On sending American salmon to China and back for cheap labor
A certain amount of Alaska salmon gets caught by Americans in Alaska, sent to China, defrosted, filleted, boned, refrozen and sent back to us. How's that for food miles? We don't want to pay the labor involved in boning fish and more and more of that fish that used to go make that round trip is actually staying in China because the Chinese are realizing how good it is, much to our detriment. ...
The labor is so much cheaper that it makes the shipping cost-effective. When you ship things via freighter, frozen, the cost per mile is relatively low compared to, say, air freighting or train travel or truck freighting.
On why you should buy wild salmon frozen, not fresh, if it's out of season
It's going to be frozen anyway. I sometimes will go to a supermarket in January and I'll see fresh, wild Alaska salmon sitting out there on ice and I just shake my head at it because I know that if it's January, there's a very little chance that that fish is fresh.

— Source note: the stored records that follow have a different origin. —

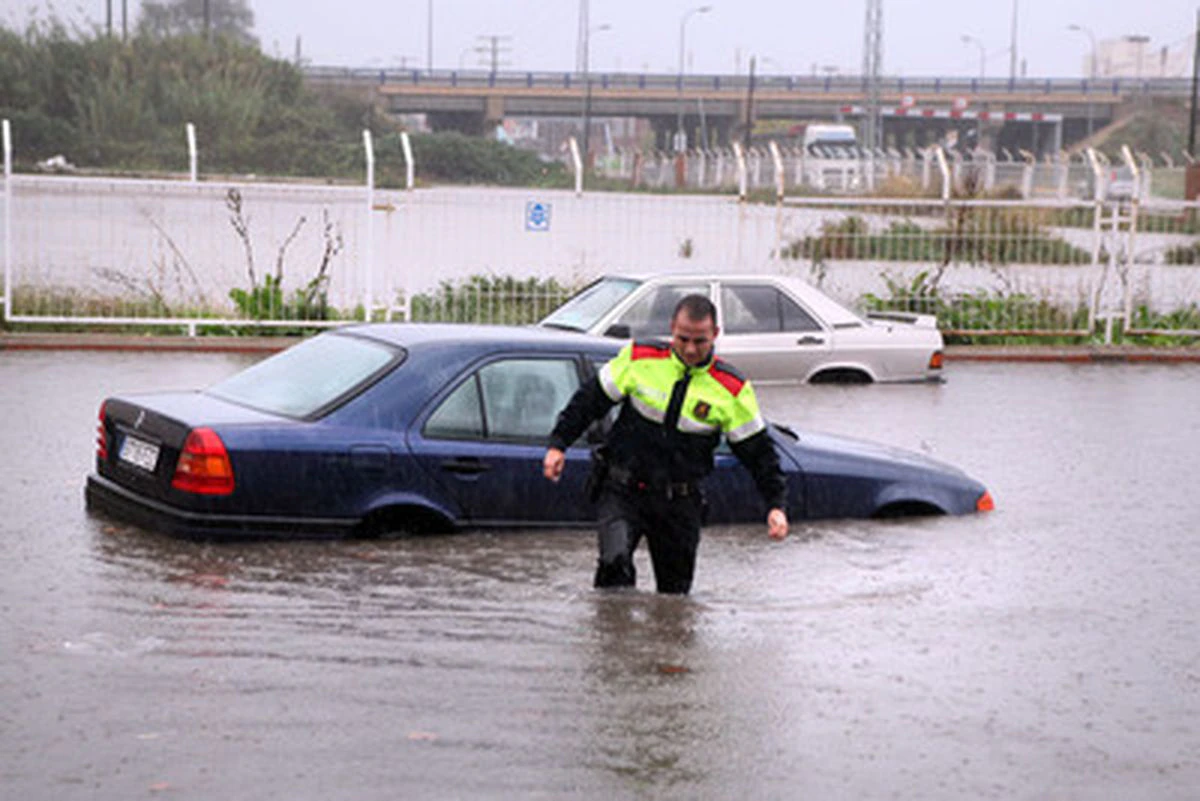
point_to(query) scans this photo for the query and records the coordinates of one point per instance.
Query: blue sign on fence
(537, 216)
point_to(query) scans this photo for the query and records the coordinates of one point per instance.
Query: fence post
(369, 278)
(946, 172)
(779, 197)
(739, 155)
(577, 166)
(7, 221)
(191, 152)
(1132, 239)
(409, 164)
(1027, 174)
(1097, 234)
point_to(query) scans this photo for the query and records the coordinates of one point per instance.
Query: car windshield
(585, 309)
(311, 377)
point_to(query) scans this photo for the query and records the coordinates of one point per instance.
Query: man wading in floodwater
(676, 402)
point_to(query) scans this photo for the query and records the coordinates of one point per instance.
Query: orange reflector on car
(101, 437)
(204, 465)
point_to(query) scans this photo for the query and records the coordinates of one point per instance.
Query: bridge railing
(839, 85)
(221, 253)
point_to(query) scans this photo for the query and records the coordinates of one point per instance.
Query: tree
(231, 18)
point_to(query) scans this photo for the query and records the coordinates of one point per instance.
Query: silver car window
(651, 314)
(757, 308)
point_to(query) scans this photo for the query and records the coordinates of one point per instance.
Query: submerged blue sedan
(400, 427)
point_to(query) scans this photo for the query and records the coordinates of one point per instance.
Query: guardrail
(839, 85)
(220, 253)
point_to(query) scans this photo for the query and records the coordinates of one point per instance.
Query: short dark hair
(697, 307)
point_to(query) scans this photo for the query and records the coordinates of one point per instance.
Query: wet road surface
(1045, 650)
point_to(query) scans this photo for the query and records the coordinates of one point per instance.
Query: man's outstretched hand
(777, 524)
(552, 465)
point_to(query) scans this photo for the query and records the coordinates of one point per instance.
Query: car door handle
(466, 465)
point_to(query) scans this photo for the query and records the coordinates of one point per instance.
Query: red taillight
(204, 465)
(101, 437)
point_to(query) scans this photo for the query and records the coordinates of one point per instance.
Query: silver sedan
(774, 329)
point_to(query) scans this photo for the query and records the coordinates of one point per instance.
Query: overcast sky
(922, 37)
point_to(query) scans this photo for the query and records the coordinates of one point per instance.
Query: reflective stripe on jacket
(718, 398)
(672, 416)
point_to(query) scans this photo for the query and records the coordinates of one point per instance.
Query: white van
(832, 158)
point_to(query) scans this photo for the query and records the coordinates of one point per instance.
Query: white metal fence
(856, 173)
(217, 253)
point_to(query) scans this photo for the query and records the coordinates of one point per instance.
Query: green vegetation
(491, 300)
(993, 236)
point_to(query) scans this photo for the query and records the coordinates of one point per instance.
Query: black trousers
(670, 524)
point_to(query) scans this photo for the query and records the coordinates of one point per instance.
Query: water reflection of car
(775, 329)
(430, 427)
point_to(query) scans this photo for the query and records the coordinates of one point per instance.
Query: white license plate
(139, 453)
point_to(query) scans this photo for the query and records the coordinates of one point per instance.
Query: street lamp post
(587, 90)
(681, 139)
(1091, 72)
(1140, 41)
(983, 53)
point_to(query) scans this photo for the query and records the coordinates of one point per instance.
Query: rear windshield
(310, 378)
(585, 309)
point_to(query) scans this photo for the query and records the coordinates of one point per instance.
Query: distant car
(774, 329)
(391, 427)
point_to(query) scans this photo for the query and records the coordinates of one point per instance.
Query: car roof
(407, 335)
(833, 312)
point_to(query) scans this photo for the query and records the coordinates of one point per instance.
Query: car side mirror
(618, 331)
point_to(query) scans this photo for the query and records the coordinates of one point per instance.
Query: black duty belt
(669, 489)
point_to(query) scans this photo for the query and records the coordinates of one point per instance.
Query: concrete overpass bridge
(1036, 114)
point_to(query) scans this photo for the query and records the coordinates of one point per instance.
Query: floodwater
(1048, 650)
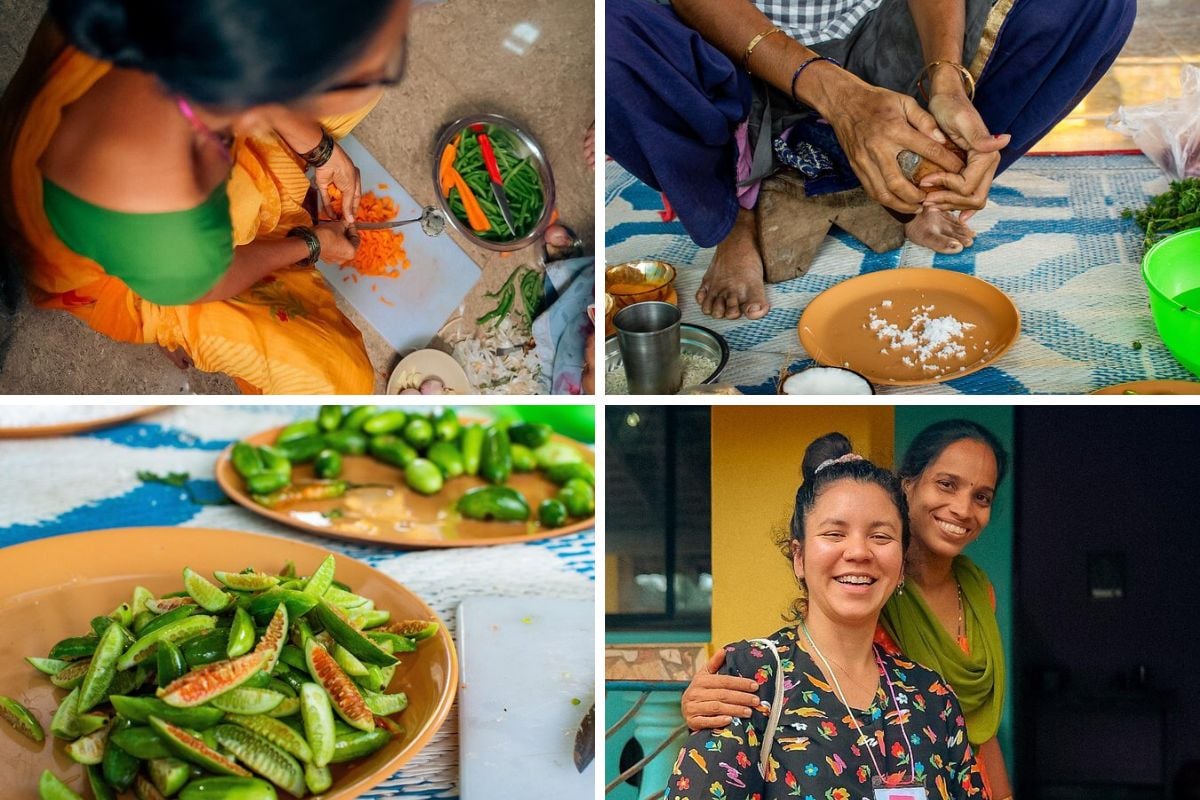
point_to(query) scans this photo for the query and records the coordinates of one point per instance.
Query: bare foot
(939, 230)
(178, 358)
(733, 283)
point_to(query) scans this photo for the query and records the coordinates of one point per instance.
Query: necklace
(225, 143)
(961, 633)
(853, 717)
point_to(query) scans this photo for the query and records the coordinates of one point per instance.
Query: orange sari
(283, 335)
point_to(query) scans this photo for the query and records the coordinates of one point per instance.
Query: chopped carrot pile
(381, 252)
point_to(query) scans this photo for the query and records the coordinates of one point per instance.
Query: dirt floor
(529, 60)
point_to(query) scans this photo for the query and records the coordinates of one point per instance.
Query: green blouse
(172, 258)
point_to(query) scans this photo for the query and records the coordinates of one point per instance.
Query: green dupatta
(977, 677)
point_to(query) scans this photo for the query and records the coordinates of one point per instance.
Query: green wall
(994, 549)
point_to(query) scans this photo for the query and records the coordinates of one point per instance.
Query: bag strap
(777, 708)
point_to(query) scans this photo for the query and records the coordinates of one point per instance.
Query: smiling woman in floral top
(855, 721)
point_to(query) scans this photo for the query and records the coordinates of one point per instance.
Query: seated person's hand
(712, 701)
(966, 191)
(335, 247)
(873, 126)
(342, 173)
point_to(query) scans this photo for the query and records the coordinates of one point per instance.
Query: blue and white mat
(63, 485)
(1051, 238)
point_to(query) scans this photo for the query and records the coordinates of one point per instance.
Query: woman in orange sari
(159, 156)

Nearly all of the salmon, when it comes into the processing plants in Alaska, gets immediately frozen. And that's great because if you freeze a fish right out of the water it will be of the highest quality that you can get out of a frozen product. So when you go to the supermarket in January, don't go to the fresh seafood counter for your salmon; go to the frozen bins and get those nice vacuum-packed Alaska salmon things. They're just going to be of higher quality.
On slave labor and the Thai shrimp industry
The largest shrimp producer for us right now is Thailand. ... It turns out, a certain amount of the shrimp that come to us from Thailand seems to be coming to us in part as the result of slave labor.
Shrimp are fed wild fish ground up and turned into meal — trash fish, they're called, just random fish that are trolled up in the South China Sea. It turns out, a large amount of that fish is being caught by boats in which the labor onboard are slaves and that fish gets ground up and sold to Thai shrimp farms.
On the decline of local fish markets
We don't want fish markets in our view shed. We don't want to smell them. We don't want to look at them. So they really have been banished from the center of our cities and sequestered to a corner of our supermarkets.
This is a process that aids all of the facelessness and commodification of seafood. ... Seafood has been taken out of the hands of the experts and put into the hands of the traders, so people really cannot identify the specificity of fish anymore. Because supermarkets rely on mass distribution systems, often frozen product, it means that the relationship between coastal producers of seafood is broken and so it's much easier for them to deal with the Syscos of the world, or these large purveyors that use these massive shrimp operations in Thailand or China, than it is for them to deal with the kind of knotty nature of local fishermen.